In almost all other cases, both parties should contractually, that is to say in writing (!).
The following information belongs at least in such a loan contract
- (including personal data) (copy of the ID card)
- loan amount
- running time
- Repayment methods such as:
- installment amount
- Installment payment dates
- agreed interest rate
- Security considerations (optional)
- Reasons for termination (e.g. if 2 installments in a row are not paid)
- extension options
Alternative: Money from foreign private individuals through marketplaces such as Best Bank or Good Finance
If there is no one within your own family or circle of friends from whom you could borrow money, marketplaces such as Best Bank and Good Finance are available. This is where private individuals come together to borrow or lend each other money. Both of the above providers, Best Bank and Good Finance, see themselves as marketplaces to bring private investors on the one hand and borrowers on the other hand together.
As a borrower, you first register for free on one or both of the marketplaces. In addition, additional services can be used, but then have to be paid for. For example, in order to upgrade your own profile and to increase your chances of getting a loan, you can disclose Credit Bureau information about yourself to other market participants, and thus to potential private lenders.
The advantages and disadvantages of these marketplaces are often close to each other
The advantage is that a potential investor has more security for his investment. As a result, the creditor has a higher chance of actually getting the desired amount together. The negative on the other hand is that those who want to borrow money from a private person first have to spend money before they get money.
Possible collateral for money borrowed from private individuals
Even if you borrow money from private individuals, collateral can be given for the loan. Suitable for credit protection are generally all move lichen (movables) and immovable (real estate) things whose value is greater than or equal to the loan amount and the borrower has the full ownership rights and property rights.
The following things can be used as collateral, for example
- Car (car letter)
- Stamp collection
- mobile phone
- Motorbike / scooter
Possible problems that can arise when borrowing money from private individuals
You can prevent problems from the start by borrowing only the amount from the lender that the lender does not actually need over a longer period of time. If you have any doubts, you should rather do without this loan. The same applies to your own ability to repay the loan in accordance with the agreed conditions.

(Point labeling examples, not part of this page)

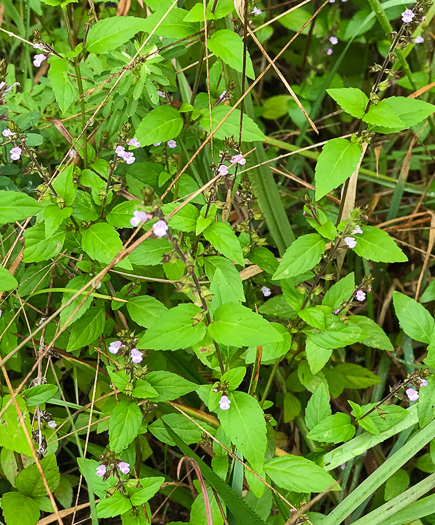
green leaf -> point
(145, 310)
(18, 508)
(318, 407)
(356, 376)
(231, 127)
(376, 245)
(160, 125)
(228, 46)
(175, 330)
(87, 329)
(222, 237)
(16, 206)
(335, 164)
(7, 280)
(39, 394)
(236, 325)
(110, 33)
(304, 253)
(298, 474)
(414, 319)
(333, 429)
(38, 248)
(64, 90)
(351, 100)
(244, 425)
(101, 242)
(169, 386)
(29, 480)
(113, 506)
(124, 424)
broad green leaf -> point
(101, 242)
(161, 124)
(16, 206)
(356, 376)
(303, 254)
(39, 394)
(87, 329)
(236, 325)
(414, 319)
(228, 46)
(37, 248)
(336, 163)
(376, 245)
(145, 310)
(114, 505)
(318, 407)
(7, 280)
(169, 386)
(244, 424)
(231, 127)
(64, 90)
(333, 429)
(351, 100)
(124, 424)
(175, 330)
(110, 33)
(222, 237)
(19, 509)
(298, 474)
(29, 480)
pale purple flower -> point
(16, 153)
(160, 228)
(124, 467)
(412, 394)
(266, 291)
(134, 142)
(120, 151)
(138, 217)
(129, 157)
(238, 159)
(223, 170)
(38, 59)
(407, 16)
(360, 295)
(224, 402)
(350, 241)
(101, 470)
(136, 356)
(115, 346)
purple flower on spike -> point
(266, 291)
(160, 228)
(16, 153)
(124, 467)
(350, 242)
(101, 470)
(114, 347)
(360, 295)
(136, 356)
(224, 402)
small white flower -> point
(350, 241)
(266, 291)
(224, 402)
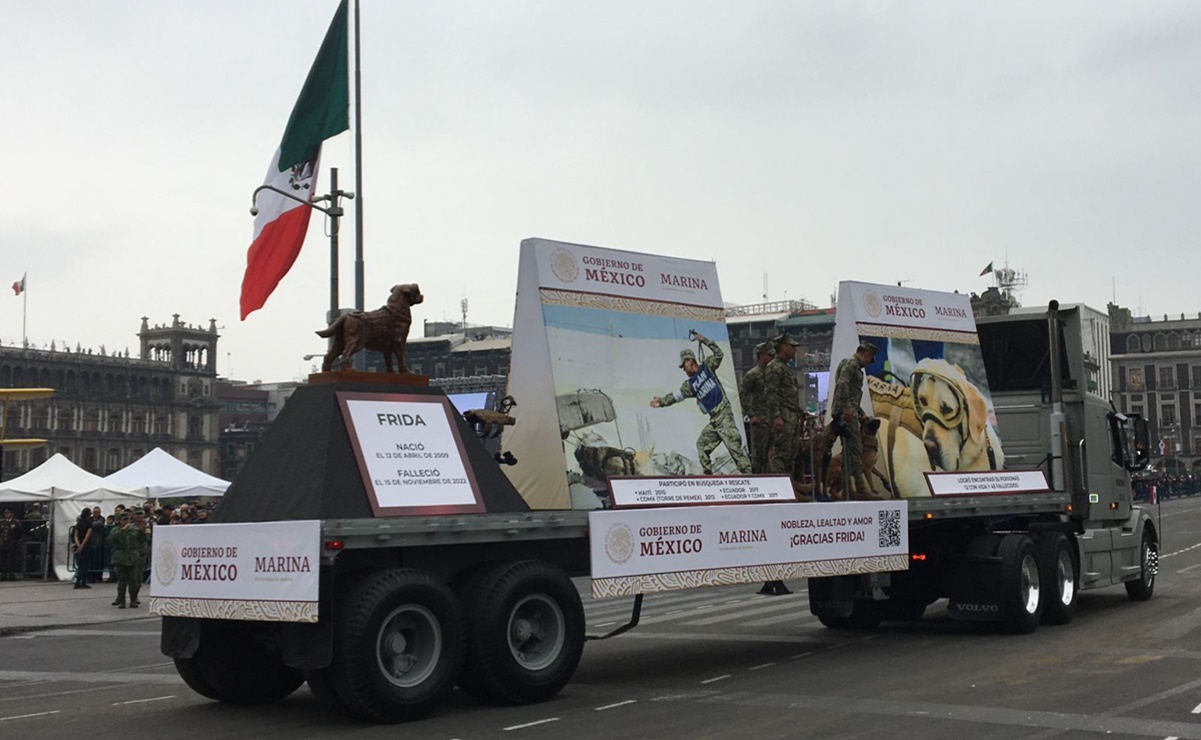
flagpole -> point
(358, 167)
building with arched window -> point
(109, 409)
(1159, 376)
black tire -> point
(470, 680)
(525, 633)
(1148, 558)
(231, 666)
(1059, 571)
(1021, 598)
(191, 674)
(398, 645)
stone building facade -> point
(1157, 373)
(111, 409)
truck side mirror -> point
(1141, 442)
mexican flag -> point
(322, 111)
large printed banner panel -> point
(649, 550)
(262, 571)
(598, 334)
(927, 383)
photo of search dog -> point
(934, 410)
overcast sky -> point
(808, 142)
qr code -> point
(890, 527)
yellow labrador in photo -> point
(954, 416)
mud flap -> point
(974, 584)
(832, 597)
(180, 637)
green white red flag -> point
(322, 111)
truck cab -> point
(1046, 374)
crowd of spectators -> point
(91, 550)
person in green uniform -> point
(131, 542)
(754, 404)
(783, 407)
(703, 385)
(848, 417)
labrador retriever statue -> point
(384, 330)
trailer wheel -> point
(231, 666)
(1059, 573)
(525, 633)
(1145, 586)
(1020, 584)
(398, 645)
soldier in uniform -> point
(131, 542)
(754, 404)
(10, 545)
(703, 385)
(847, 412)
(783, 409)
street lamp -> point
(333, 210)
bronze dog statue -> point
(386, 330)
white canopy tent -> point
(159, 475)
(67, 488)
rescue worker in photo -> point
(131, 543)
(754, 405)
(703, 385)
(848, 418)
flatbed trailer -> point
(410, 607)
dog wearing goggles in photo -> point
(954, 418)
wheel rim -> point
(1029, 591)
(537, 632)
(408, 645)
(1067, 578)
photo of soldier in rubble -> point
(608, 364)
(704, 386)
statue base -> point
(371, 379)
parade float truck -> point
(1016, 467)
(375, 548)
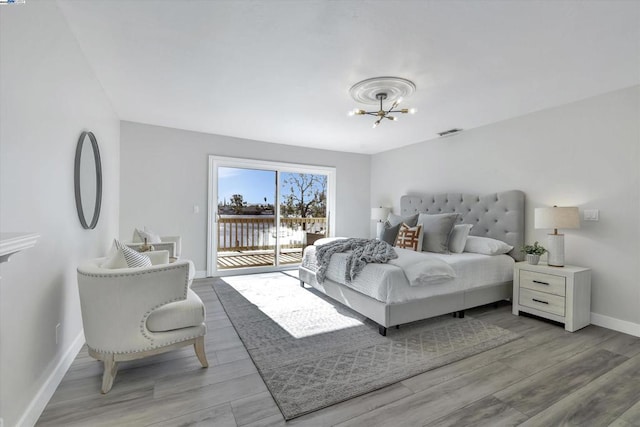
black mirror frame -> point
(76, 179)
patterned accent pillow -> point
(133, 258)
(409, 237)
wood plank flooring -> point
(257, 259)
(548, 377)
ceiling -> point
(280, 70)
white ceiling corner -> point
(280, 71)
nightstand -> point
(562, 294)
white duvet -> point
(389, 282)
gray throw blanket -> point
(364, 251)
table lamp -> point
(554, 218)
(380, 215)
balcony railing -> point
(249, 233)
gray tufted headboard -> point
(498, 215)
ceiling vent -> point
(449, 132)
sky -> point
(253, 184)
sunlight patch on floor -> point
(297, 310)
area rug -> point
(313, 352)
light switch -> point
(591, 214)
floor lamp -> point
(380, 215)
(554, 218)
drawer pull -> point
(540, 283)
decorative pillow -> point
(486, 246)
(436, 230)
(390, 233)
(125, 257)
(411, 220)
(458, 237)
(409, 237)
(392, 226)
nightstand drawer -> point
(542, 301)
(548, 283)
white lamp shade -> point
(379, 214)
(557, 217)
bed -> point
(379, 292)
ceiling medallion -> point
(378, 90)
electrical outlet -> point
(591, 214)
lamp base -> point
(555, 244)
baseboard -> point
(623, 326)
(40, 400)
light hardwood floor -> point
(548, 377)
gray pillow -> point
(390, 233)
(436, 229)
(411, 220)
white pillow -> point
(125, 257)
(458, 237)
(486, 246)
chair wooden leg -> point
(202, 356)
(110, 371)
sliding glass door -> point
(261, 214)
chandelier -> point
(378, 90)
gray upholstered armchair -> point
(130, 313)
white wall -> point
(48, 96)
(164, 173)
(583, 154)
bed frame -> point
(498, 215)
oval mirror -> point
(88, 180)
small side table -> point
(562, 294)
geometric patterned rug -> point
(313, 352)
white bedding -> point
(388, 282)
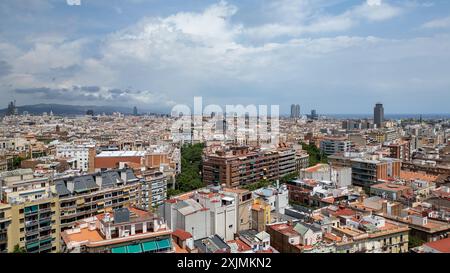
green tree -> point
(315, 155)
(191, 169)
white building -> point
(332, 146)
(83, 154)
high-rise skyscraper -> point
(378, 115)
(295, 111)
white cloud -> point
(307, 17)
(437, 23)
(177, 56)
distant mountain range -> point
(61, 109)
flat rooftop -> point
(122, 154)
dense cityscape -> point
(224, 135)
(98, 183)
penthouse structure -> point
(82, 153)
(400, 150)
(367, 172)
(153, 190)
(108, 160)
(126, 230)
(238, 166)
(333, 145)
(85, 196)
(202, 213)
(5, 221)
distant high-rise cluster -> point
(12, 109)
(314, 115)
(295, 111)
(378, 115)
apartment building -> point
(153, 190)
(85, 196)
(82, 153)
(302, 160)
(109, 160)
(125, 230)
(202, 213)
(34, 212)
(3, 163)
(35, 225)
(238, 166)
(367, 172)
(333, 145)
(400, 150)
(243, 201)
(5, 221)
(261, 215)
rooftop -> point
(121, 154)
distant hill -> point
(61, 109)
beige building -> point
(244, 201)
(35, 226)
(5, 221)
(85, 196)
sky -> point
(335, 56)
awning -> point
(134, 249)
(163, 244)
(119, 250)
(149, 246)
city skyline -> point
(337, 57)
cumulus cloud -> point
(208, 52)
(308, 17)
(437, 23)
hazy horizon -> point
(335, 56)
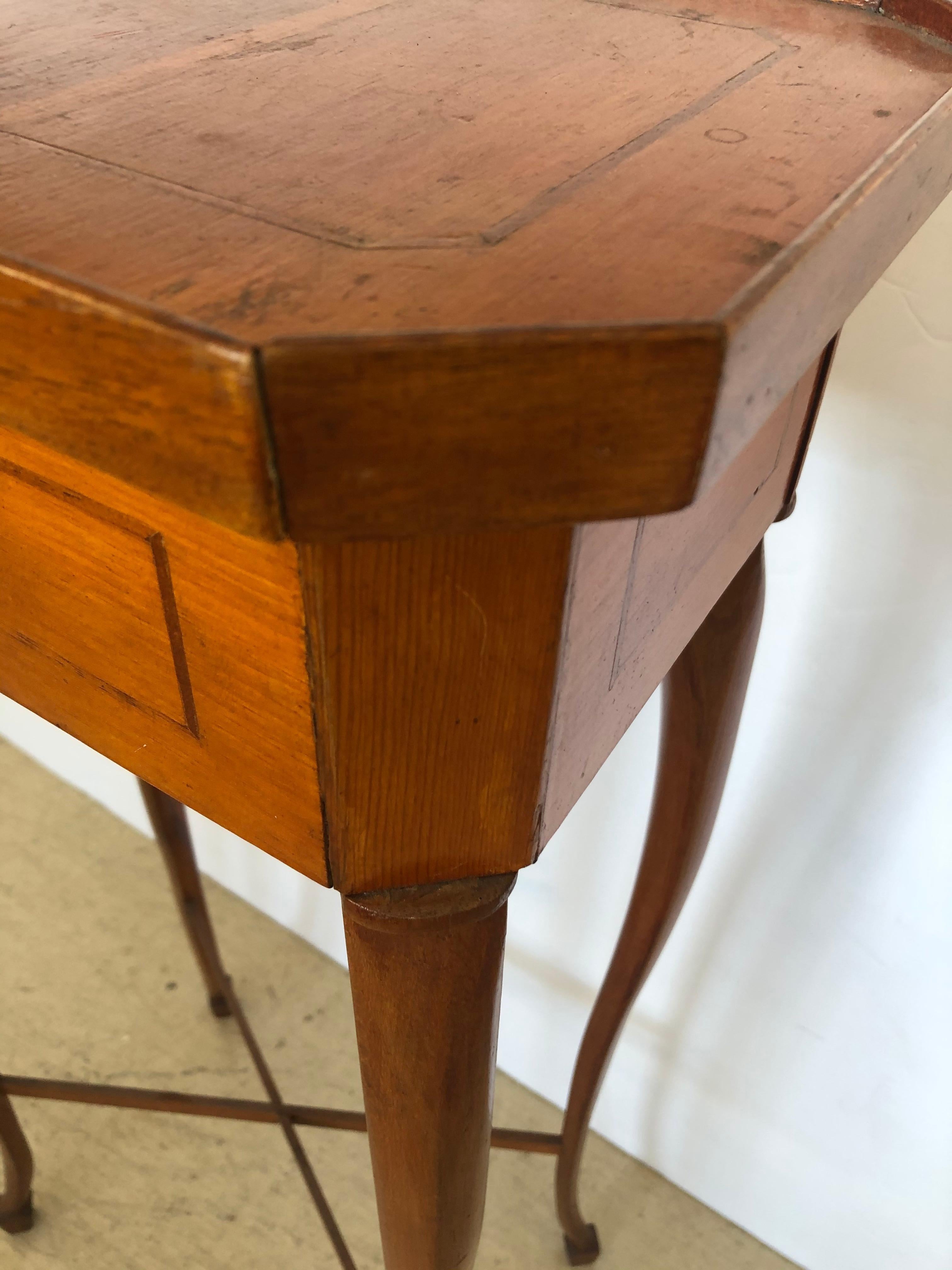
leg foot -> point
(583, 1255)
(426, 972)
(21, 1221)
(172, 834)
(17, 1198)
(704, 695)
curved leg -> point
(172, 834)
(704, 695)
(16, 1199)
(426, 973)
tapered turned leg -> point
(426, 973)
(174, 839)
(704, 695)
(16, 1198)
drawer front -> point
(168, 643)
(91, 592)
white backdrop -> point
(789, 1062)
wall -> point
(789, 1060)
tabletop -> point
(393, 394)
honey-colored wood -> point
(639, 591)
(172, 834)
(426, 973)
(382, 438)
(562, 249)
(434, 665)
(17, 1164)
(171, 409)
(704, 695)
(166, 642)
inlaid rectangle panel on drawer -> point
(91, 590)
(168, 643)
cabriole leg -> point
(704, 695)
(172, 834)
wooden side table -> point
(391, 397)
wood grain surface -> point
(558, 163)
(434, 666)
(487, 186)
(172, 646)
(640, 590)
(167, 408)
(427, 973)
(397, 436)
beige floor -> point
(97, 985)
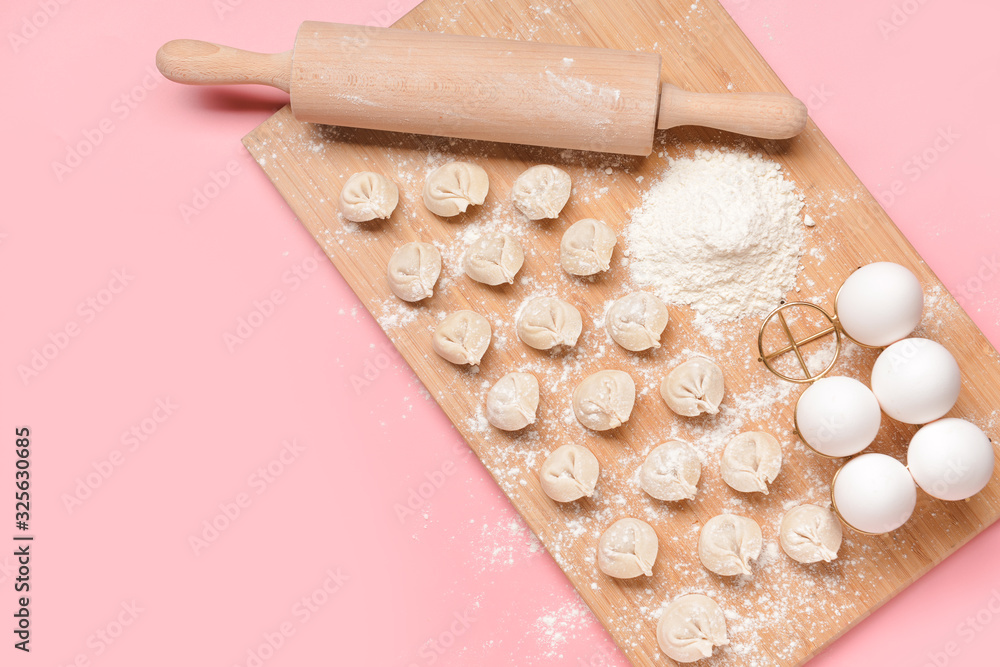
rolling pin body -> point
(521, 92)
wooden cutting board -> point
(786, 612)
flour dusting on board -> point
(721, 232)
(785, 610)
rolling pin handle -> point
(763, 115)
(204, 64)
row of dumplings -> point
(496, 257)
(692, 625)
(539, 192)
(727, 543)
(601, 401)
(635, 321)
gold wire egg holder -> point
(835, 328)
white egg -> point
(951, 459)
(874, 493)
(837, 416)
(916, 380)
(880, 303)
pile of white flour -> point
(720, 232)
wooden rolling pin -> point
(480, 88)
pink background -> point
(882, 97)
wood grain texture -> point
(476, 88)
(785, 613)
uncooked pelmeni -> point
(569, 473)
(636, 321)
(728, 543)
(546, 322)
(452, 188)
(367, 195)
(586, 247)
(751, 461)
(512, 403)
(604, 400)
(627, 549)
(541, 191)
(693, 388)
(462, 337)
(413, 270)
(810, 533)
(690, 627)
(494, 258)
(671, 471)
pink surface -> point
(152, 247)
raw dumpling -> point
(452, 188)
(637, 321)
(627, 549)
(751, 461)
(728, 543)
(494, 258)
(462, 337)
(570, 473)
(367, 195)
(690, 627)
(604, 400)
(546, 322)
(694, 387)
(413, 270)
(512, 402)
(810, 534)
(671, 471)
(587, 247)
(541, 191)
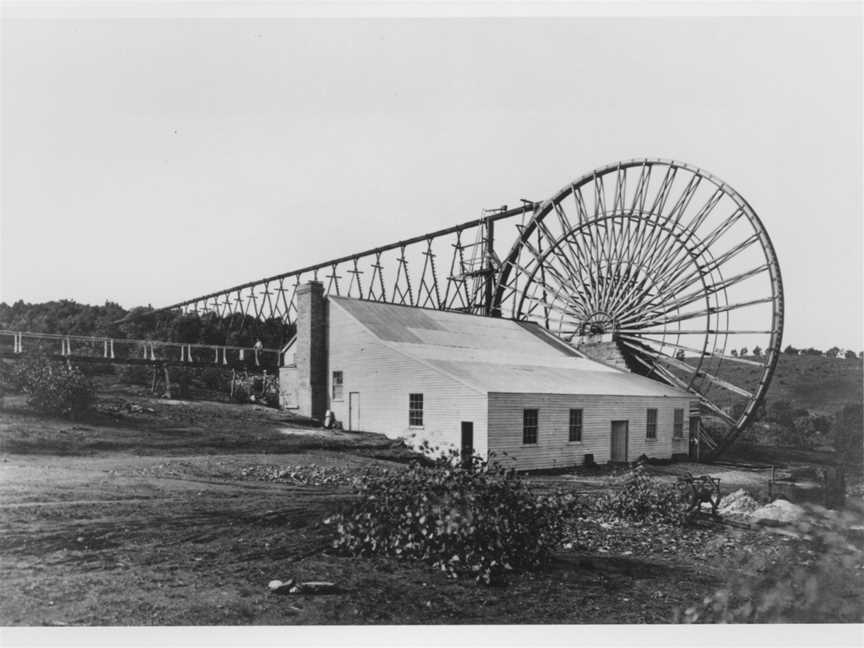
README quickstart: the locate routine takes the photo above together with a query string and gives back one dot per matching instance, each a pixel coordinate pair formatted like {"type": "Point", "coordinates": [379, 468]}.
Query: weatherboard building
{"type": "Point", "coordinates": [484, 384]}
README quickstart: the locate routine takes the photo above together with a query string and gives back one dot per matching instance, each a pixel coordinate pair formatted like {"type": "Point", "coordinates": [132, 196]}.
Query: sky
{"type": "Point", "coordinates": [149, 160]}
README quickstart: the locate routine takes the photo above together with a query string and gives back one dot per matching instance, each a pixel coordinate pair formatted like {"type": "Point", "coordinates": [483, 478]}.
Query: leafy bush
{"type": "Point", "coordinates": [55, 388]}
{"type": "Point", "coordinates": [643, 498]}
{"type": "Point", "coordinates": [817, 578]}
{"type": "Point", "coordinates": [480, 520]}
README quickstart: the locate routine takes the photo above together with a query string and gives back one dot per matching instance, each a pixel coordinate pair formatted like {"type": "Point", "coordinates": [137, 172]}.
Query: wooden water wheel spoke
{"type": "Point", "coordinates": [668, 261]}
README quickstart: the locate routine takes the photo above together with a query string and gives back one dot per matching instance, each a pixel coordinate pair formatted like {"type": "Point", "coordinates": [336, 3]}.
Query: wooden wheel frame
{"type": "Point", "coordinates": [672, 265]}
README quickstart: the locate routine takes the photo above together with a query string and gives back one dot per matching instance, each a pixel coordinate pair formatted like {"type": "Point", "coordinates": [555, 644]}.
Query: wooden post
{"type": "Point", "coordinates": [167, 381]}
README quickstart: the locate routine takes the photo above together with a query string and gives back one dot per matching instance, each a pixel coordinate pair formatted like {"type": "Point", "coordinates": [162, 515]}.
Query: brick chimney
{"type": "Point", "coordinates": [311, 350]}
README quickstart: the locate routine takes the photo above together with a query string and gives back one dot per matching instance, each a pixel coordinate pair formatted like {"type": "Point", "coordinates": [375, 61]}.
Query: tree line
{"type": "Point", "coordinates": [70, 317]}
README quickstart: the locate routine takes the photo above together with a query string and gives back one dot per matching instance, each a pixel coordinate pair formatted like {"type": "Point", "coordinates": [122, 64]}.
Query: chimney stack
{"type": "Point", "coordinates": [311, 350]}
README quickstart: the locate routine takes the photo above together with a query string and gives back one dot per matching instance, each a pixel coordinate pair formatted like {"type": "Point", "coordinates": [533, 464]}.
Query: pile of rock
{"type": "Point", "coordinates": [737, 503]}
{"type": "Point", "coordinates": [777, 513]}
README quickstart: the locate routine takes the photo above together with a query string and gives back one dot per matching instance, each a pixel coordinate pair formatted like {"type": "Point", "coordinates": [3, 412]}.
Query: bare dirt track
{"type": "Point", "coordinates": [168, 517]}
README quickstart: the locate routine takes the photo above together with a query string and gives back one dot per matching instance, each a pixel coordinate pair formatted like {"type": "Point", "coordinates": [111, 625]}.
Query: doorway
{"type": "Point", "coordinates": [467, 442]}
{"type": "Point", "coordinates": [620, 434]}
{"type": "Point", "coordinates": [353, 411]}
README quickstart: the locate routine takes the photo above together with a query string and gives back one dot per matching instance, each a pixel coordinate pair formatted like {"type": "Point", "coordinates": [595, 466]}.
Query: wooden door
{"type": "Point", "coordinates": [620, 433]}
{"type": "Point", "coordinates": [467, 442]}
{"type": "Point", "coordinates": [354, 411]}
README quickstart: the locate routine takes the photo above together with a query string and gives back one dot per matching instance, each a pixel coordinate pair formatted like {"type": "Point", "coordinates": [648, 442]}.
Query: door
{"type": "Point", "coordinates": [619, 441]}
{"type": "Point", "coordinates": [694, 437]}
{"type": "Point", "coordinates": [467, 442]}
{"type": "Point", "coordinates": [354, 411]}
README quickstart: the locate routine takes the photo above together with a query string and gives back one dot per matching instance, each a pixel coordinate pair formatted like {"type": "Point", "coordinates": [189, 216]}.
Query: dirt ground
{"type": "Point", "coordinates": [166, 513]}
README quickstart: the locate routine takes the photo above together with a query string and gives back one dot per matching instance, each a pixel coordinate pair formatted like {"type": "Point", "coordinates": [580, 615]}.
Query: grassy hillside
{"type": "Point", "coordinates": [818, 384]}
{"type": "Point", "coordinates": [821, 385]}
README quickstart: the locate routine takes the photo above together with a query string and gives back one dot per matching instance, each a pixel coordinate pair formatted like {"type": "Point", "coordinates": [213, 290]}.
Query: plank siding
{"type": "Point", "coordinates": [384, 377]}
{"type": "Point", "coordinates": [553, 448]}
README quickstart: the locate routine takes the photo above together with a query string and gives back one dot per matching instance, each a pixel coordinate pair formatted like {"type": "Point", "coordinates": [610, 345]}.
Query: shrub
{"type": "Point", "coordinates": [55, 388]}
{"type": "Point", "coordinates": [815, 579]}
{"type": "Point", "coordinates": [644, 498]}
{"type": "Point", "coordinates": [479, 520]}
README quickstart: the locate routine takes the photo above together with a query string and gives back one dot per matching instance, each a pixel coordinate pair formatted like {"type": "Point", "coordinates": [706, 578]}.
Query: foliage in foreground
{"type": "Point", "coordinates": [643, 498]}
{"type": "Point", "coordinates": [816, 577]}
{"type": "Point", "coordinates": [480, 520]}
{"type": "Point", "coordinates": [52, 387]}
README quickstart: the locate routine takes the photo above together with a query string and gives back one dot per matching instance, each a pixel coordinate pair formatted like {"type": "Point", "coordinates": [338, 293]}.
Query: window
{"type": "Point", "coordinates": [678, 427]}
{"type": "Point", "coordinates": [651, 424]}
{"type": "Point", "coordinates": [415, 410]}
{"type": "Point", "coordinates": [337, 385]}
{"type": "Point", "coordinates": [575, 425]}
{"type": "Point", "coordinates": [529, 426]}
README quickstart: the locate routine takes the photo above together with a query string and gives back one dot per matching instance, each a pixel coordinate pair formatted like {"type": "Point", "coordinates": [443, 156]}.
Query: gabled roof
{"type": "Point", "coordinates": [492, 354]}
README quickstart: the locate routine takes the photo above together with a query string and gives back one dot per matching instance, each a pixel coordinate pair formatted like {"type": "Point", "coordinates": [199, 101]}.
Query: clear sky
{"type": "Point", "coordinates": [151, 160]}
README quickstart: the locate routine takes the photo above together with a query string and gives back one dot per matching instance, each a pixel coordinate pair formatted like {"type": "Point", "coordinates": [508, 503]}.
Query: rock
{"type": "Point", "coordinates": [279, 587]}
{"type": "Point", "coordinates": [314, 587]}
{"type": "Point", "coordinates": [777, 513]}
{"type": "Point", "coordinates": [737, 503]}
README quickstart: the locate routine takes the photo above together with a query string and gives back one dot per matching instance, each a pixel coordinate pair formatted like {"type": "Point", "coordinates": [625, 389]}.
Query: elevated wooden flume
{"type": "Point", "coordinates": [86, 348]}
{"type": "Point", "coordinates": [661, 258]}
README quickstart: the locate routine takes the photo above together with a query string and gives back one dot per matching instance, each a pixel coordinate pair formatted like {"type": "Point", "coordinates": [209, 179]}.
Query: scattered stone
{"type": "Point", "coordinates": [737, 503]}
{"type": "Point", "coordinates": [280, 587]}
{"type": "Point", "coordinates": [314, 587]}
{"type": "Point", "coordinates": [778, 512]}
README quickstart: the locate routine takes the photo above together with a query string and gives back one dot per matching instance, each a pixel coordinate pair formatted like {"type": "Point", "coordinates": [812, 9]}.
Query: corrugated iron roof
{"type": "Point", "coordinates": [493, 354]}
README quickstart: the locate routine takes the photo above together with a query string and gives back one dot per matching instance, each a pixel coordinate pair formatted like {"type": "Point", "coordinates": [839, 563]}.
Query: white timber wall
{"type": "Point", "coordinates": [553, 448]}
{"type": "Point", "coordinates": [383, 377]}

If unexpected problems arise later, openness is the top priority: Both sides should seek the conversation early in order to find a solution. This can consist, for example, of deferral, extension of the term or rescheduling into a bank loan.
Tax aspects from the perspective of the private investor
Money lent by private individuals leads to interest income from the lender, which is taxable as income from capital gains. The private borrower can deduct the interest on the debt (for example when financing a rented apartment) like bank interest if the loan is processed as if it were a third party.
Alternatives to the pawnshop
We show you other alternatives to borrow money outside of the usual banking business in our article Lending money without a bank.